In July 2023, Davis was recognized by the Air Force for his role in the creation and success of the SOCMID. U.S. Air Force Surgeon General and Lt. Gen. Robert Miller visited UAB to learn about SOCMID firsthand, and he presented Davis with a surgeon general coin.
“Dale’s involvement has saved the lives of countless soldiers on the battlefield through developing these training programs,” Dr. Kerby said. “That’s irrefutable.”
Coming full circle
Davis said his return as a nurse in the UAB Emergency Department marks a return to something he’s always had a heart for. He is working a flexible schedule, helping out as the Emergency Department expands, and eventually he will help train younger nurses – after he gets retrained himself.

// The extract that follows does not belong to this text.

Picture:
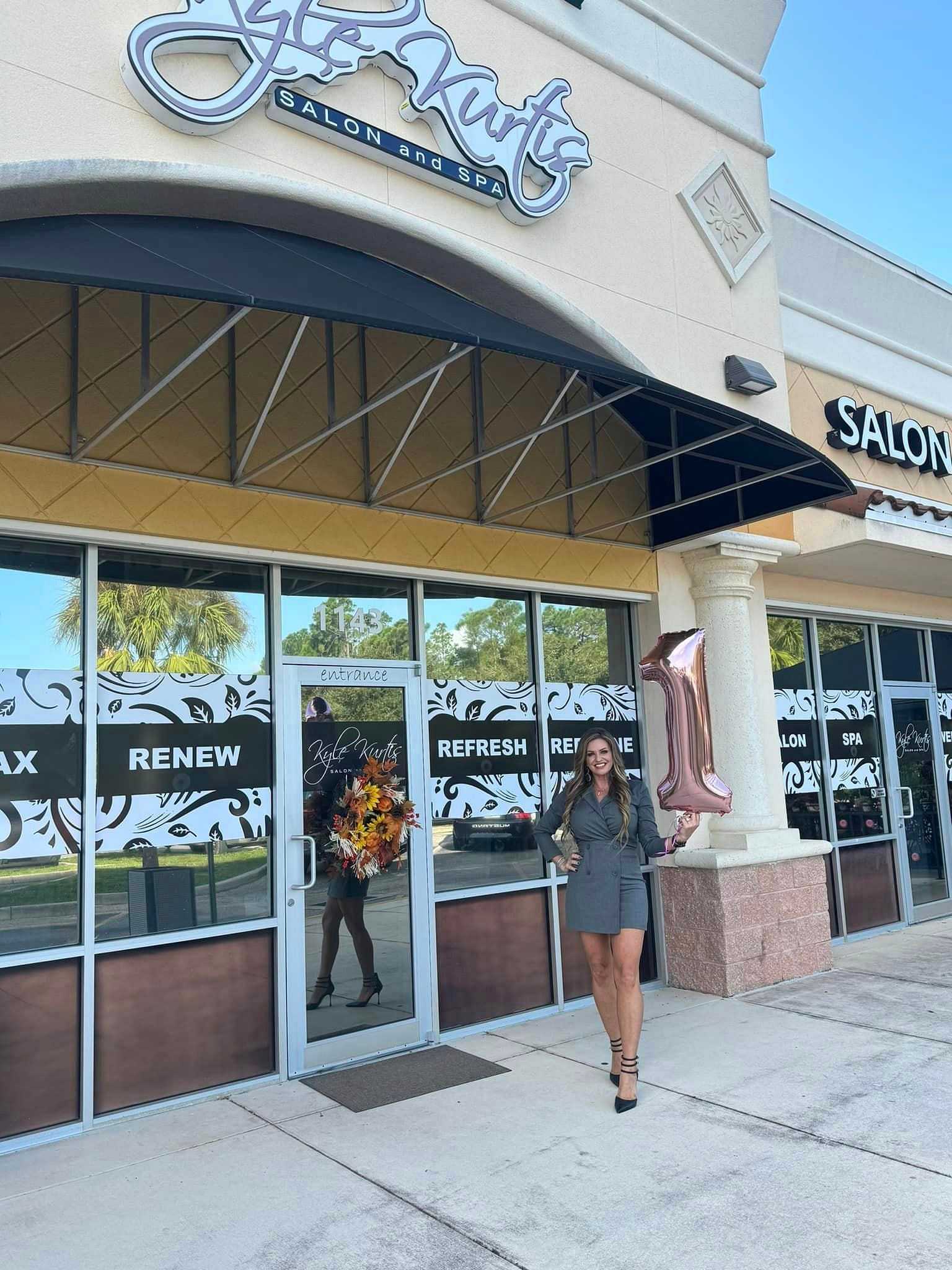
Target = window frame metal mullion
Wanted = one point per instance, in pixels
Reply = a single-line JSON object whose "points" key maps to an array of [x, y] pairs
{"points": [[827, 770], [89, 609]]}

Davis acknowledges that he faces a challenge and has much to learn and refresh himself on, as he hasn’t worked at the bedside in 15 years.
“You’re never too old to learn, and I’m a great example of that,” Davis said. “I hope I’m accepted by these newer nurses and that they teach me the things they know.”
Davis said he hopes to make it to 30 years of service at UAB Medicine and beyond.
“We have some of the best surgeons and nurses in the world here at UAB,” Davis said. “It doesn’t get any better than right here. And that’s an honor that I will always carry, to be able to say that I worked at UAB.”